Daniel Siegel, the first Renewal rabbi ordained by Schachter-Shalomi in 1974 and now an Aleph teacher, says each seminary has its strengths: Aleph’s focus is pastoral care.
“We’re trying to train people who are drawn to the service of other people,” he said.
Leaders of other seminaries raise concerns about Aleph, not for the quality or sincerity of its students or faculty, but for its lack of standardization.
Rabbi Dan Ehrenkrantz, president of the Reconstructionist Rabbinical College, notes that Aleph has not sought accreditation, and he questions its reliance on distance learning.
“Our program is five or six years for a reason,” Ehrenkrantz said. “We want people to have certain socialization experiences that are crucial in the development of a rabbinic identity.”
“If someone is called ‘rabbi,’ it presumes piety and a deep knowledge of Jewish text and Jewish tradition, as well as ethics, integrity and leadership,” said Rabbi William Lebeau, dean of the rabbinical school at the Conservative movement’s Jewish Theological Seminary, noting that he is describing what his school offers, not what Aleph may lack. “If other programs are giving that to their students, I have no argument with them.”
In fact, when prospective students approach Aleph, if their goal is to become a pulpit rabbi they are encouraged to enter another seminary to increase their job opportunities.
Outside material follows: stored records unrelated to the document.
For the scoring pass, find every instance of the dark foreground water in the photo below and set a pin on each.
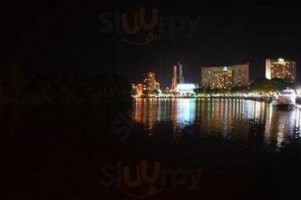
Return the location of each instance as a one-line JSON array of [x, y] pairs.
[[224, 118], [159, 149]]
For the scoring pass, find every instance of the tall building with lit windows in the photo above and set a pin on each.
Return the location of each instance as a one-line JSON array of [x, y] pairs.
[[150, 84], [280, 68], [225, 77]]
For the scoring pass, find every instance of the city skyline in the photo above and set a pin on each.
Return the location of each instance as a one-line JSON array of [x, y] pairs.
[[174, 71]]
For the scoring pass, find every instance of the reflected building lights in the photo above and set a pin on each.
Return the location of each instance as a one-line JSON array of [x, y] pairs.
[[238, 117]]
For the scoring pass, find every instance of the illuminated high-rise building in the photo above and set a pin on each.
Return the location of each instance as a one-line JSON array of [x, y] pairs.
[[178, 77], [139, 89], [174, 78], [282, 69], [225, 77], [150, 85]]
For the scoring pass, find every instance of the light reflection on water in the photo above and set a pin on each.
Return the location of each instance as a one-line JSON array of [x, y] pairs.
[[229, 118]]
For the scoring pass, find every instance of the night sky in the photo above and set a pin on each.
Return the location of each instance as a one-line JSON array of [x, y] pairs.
[[51, 35]]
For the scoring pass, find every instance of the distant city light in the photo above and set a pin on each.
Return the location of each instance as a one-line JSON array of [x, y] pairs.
[[281, 60], [185, 88]]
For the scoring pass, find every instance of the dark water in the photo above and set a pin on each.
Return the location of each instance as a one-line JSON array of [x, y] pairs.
[[228, 119]]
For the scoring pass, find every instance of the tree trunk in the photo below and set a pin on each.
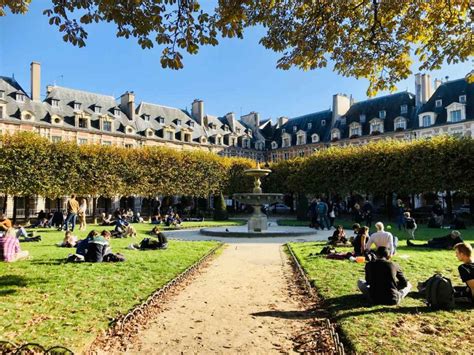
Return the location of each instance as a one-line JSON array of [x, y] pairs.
[[449, 204]]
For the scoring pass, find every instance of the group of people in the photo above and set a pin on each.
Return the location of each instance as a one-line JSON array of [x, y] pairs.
[[385, 282]]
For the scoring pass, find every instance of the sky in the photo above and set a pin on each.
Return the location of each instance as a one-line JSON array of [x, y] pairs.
[[236, 76]]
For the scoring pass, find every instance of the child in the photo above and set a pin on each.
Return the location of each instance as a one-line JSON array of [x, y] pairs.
[[410, 225]]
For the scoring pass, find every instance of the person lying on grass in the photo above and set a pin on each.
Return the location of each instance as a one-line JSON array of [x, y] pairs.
[[466, 272], [384, 281], [446, 242], [338, 237], [69, 240], [381, 238], [10, 250]]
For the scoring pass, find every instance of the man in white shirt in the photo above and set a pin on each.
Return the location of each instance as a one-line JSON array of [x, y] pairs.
[[381, 239]]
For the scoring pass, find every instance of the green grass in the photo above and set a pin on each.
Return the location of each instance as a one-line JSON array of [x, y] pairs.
[[410, 327], [47, 301]]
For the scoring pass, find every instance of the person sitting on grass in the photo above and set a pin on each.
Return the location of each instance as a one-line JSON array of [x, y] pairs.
[[381, 238], [338, 237], [466, 272], [69, 240], [360, 240], [410, 225], [384, 281], [446, 242], [10, 250]]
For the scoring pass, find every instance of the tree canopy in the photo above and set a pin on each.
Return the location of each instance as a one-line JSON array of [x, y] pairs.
[[372, 39]]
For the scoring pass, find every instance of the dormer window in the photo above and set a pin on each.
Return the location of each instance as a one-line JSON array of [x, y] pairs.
[[20, 97]]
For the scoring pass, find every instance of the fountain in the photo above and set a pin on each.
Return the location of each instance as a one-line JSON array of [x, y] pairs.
[[258, 225], [258, 221]]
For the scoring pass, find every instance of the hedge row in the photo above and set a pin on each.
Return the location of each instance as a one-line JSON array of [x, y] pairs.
[[32, 165], [439, 164]]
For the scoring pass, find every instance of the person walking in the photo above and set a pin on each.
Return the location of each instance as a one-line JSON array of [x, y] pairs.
[[82, 212], [72, 211]]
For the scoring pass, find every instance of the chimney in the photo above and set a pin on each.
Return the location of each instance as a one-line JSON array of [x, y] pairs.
[[423, 89], [35, 81], [282, 121], [127, 104], [197, 111], [340, 105], [230, 117]]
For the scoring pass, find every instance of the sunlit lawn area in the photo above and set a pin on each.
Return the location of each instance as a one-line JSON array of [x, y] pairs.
[[47, 301], [408, 328]]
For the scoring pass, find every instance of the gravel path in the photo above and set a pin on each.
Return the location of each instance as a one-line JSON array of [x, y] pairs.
[[244, 302]]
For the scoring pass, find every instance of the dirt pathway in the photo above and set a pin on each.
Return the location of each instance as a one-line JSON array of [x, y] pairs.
[[243, 302]]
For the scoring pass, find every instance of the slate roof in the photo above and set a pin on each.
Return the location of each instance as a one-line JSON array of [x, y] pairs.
[[449, 92], [391, 104]]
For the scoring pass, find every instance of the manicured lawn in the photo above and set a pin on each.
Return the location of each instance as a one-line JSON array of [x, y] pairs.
[[47, 301], [408, 328]]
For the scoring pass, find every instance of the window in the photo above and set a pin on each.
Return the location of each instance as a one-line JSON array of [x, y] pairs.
[[426, 121], [455, 116], [20, 97], [82, 122], [107, 126], [400, 124]]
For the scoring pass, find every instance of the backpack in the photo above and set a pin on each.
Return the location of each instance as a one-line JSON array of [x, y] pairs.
[[439, 292], [410, 223]]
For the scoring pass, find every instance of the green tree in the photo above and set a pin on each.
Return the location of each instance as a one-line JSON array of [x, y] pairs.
[[370, 39]]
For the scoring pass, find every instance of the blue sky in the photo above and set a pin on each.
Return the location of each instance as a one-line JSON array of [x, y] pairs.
[[235, 76]]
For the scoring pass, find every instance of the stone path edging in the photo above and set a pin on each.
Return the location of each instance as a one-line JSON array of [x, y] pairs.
[[126, 325], [311, 291]]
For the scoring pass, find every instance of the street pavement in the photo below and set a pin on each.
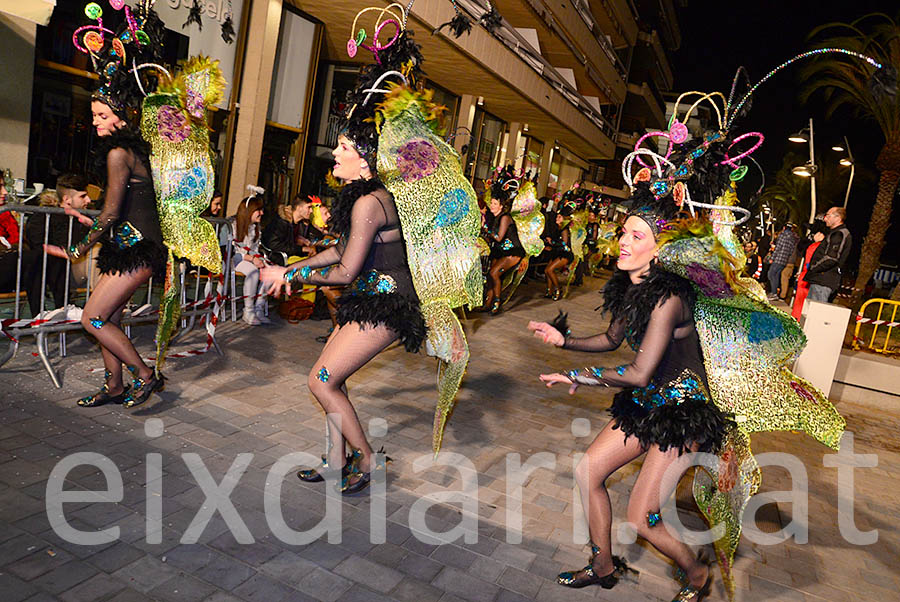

Many have done so, ending up with double ordination.
Magal was already well along in her Aleph studies when she decided to seek concurrent ordination from the Academy of Jewish Religion, a nondenominational seminary founded in New York in 1956 that has a new Los Angeles branch. She says she missed “rubbing elbows with other students.”
Part of the lack of standardization is intentional.
“The key to Renewal is autonomy,” Schachter-Shalomi told the Ohalah gathering. “We bring heart to the situation. We bring compassion.”
But it’s also something Aleph’s leadership is working hard to change. The establishment of the school in 1995 was itself an attempt to bring greater consistency to the preparation of Renewal rabbis, a process that continues. There’s an extensive application process, course work is continually evaluated and two years ago a stable curriculum was created with courses that rotate.
The creation of Ohalah was a second step in the same direction, says Aleph board member Rabbi Pam Frydman Baugh, immediate past president of Ohalah. “In the early days a person who was ordained was out on their own,” she said. “Now we have Ohalah to provide things rabbis need as they move forward in their profession.”
But she acknowledged that Renewal is still fighting for acceptance. That’s nothing new: When Reconstructionism emerged in the early 20th century, the other denominations looked askance.
“Then Renewal came around, and Reconstructionism became part of the establishment,” Baugh said.
One day, Renewal, too, could be supplanted. But for now, she admits, “we have that chip on our shoulder that comes from being the new kid on the block.”